Art project’s 3D masks deconstruct Facebook’s facial recognition technology.


Taylor Hatmaker


What do computers see when they stare at us? In a project called Data-Masks, artist Sterling Crispin hopes to shift the perspective on being watched, placing the subject in the perspective of the machines that parse human bodies through 3D facial recognition technology. The result is a set of masks that scramble the identity of the human face into a blank, lumpy mass.

The 3D-printed masks are as much protest as they are art. 

“These DATA-MASKS give form to an otherwise invisible network of control and identification systems and make their effect on our identities tangible and visible,” Crispin writes.
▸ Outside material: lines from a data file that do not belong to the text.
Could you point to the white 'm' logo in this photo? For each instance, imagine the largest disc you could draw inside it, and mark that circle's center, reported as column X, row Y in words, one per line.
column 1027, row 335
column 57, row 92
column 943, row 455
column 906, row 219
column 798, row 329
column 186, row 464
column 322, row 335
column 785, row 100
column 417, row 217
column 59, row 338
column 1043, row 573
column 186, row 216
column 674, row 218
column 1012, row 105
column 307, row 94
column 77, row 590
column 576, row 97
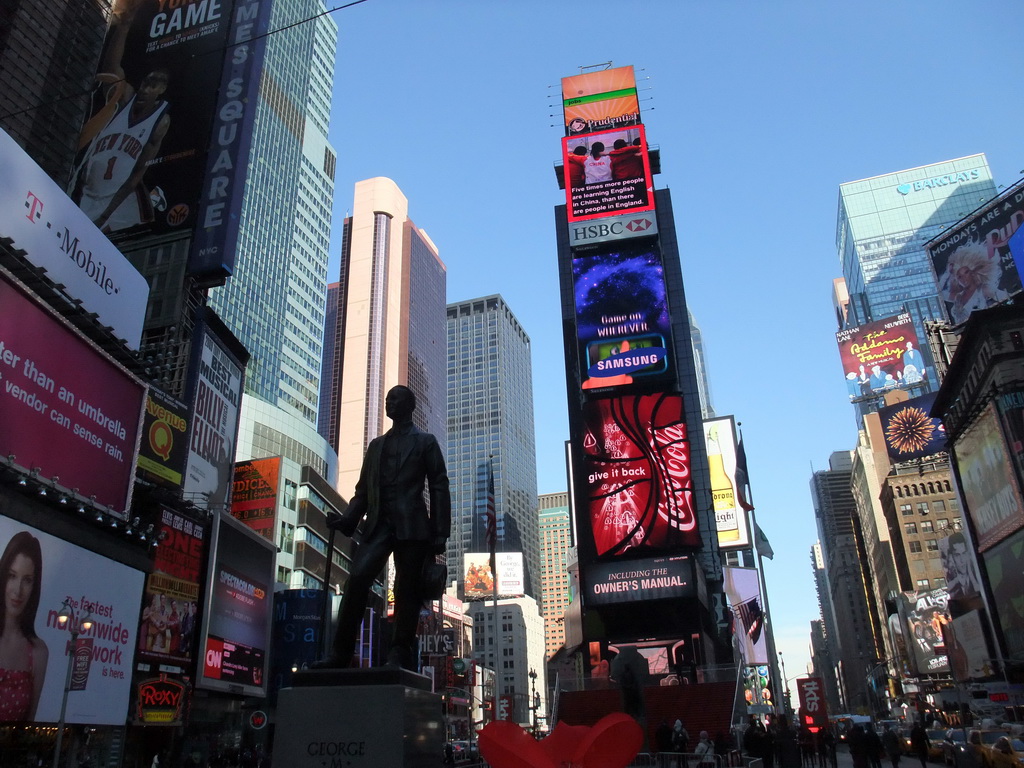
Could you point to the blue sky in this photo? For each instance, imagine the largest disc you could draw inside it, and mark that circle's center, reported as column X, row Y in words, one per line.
column 760, row 109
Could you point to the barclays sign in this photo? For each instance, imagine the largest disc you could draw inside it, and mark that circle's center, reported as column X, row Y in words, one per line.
column 945, row 180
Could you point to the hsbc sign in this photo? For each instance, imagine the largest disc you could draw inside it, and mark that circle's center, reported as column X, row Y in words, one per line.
column 617, row 227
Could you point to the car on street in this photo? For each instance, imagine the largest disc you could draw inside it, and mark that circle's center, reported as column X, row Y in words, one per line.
column 1007, row 753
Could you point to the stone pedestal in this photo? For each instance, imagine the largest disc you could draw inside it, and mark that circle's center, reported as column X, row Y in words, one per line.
column 379, row 718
The result is a fascinating physical representation of the sophisticated, mostly opaque processes that computers spin through in facial recognition software, like the Facebook tool that suggests who to tag in a photo.

As Crispin describes:

I’m using state of the art face recognition and face detection algorithms to guide an evolving system toward the production of human-like faces. This exposes the way the machine and the surveillance state view human identity and makes aspects of these invisible power structures visible. 
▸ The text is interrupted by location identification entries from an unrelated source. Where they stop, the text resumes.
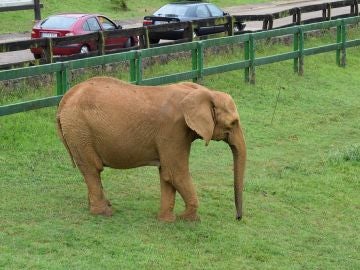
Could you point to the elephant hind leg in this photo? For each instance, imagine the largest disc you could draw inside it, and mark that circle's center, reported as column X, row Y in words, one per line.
column 98, row 204
column 167, row 201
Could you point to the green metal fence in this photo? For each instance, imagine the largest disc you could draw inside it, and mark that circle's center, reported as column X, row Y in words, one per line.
column 197, row 71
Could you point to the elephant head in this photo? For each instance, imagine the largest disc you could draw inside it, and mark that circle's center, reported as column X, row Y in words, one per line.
column 213, row 116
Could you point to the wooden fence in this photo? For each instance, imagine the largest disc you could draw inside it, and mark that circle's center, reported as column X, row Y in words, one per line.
column 197, row 71
column 36, row 6
column 143, row 32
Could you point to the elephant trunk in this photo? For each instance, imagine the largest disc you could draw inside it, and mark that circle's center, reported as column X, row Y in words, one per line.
column 238, row 148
The end result of an algorithm detecting patterns and identifying subtle facial differences is a user-facing tool that’s useful enough to not call into question. Post a photo and instead of typing out the name of its subject, the computer does that for you. But what’s going on under the hood has many implications, and Crispin’s project deconstructs and reconstructs the process—resulting in physical representations of what happens when computers reverse engineer identity. 

It’s heady stuff, but more relevant than ever. As we watch computers watch us watch them, software pumps the 1s and 0s of human identity out to servers around the world—and that’s something we should remain acutely aware of, if you ask Crispin: “…My goal is to show the machine what it’s looking for, to hold a mirror up to the all-seeing eye of the digital-panopticon we live in and let it stare back into its own mind.”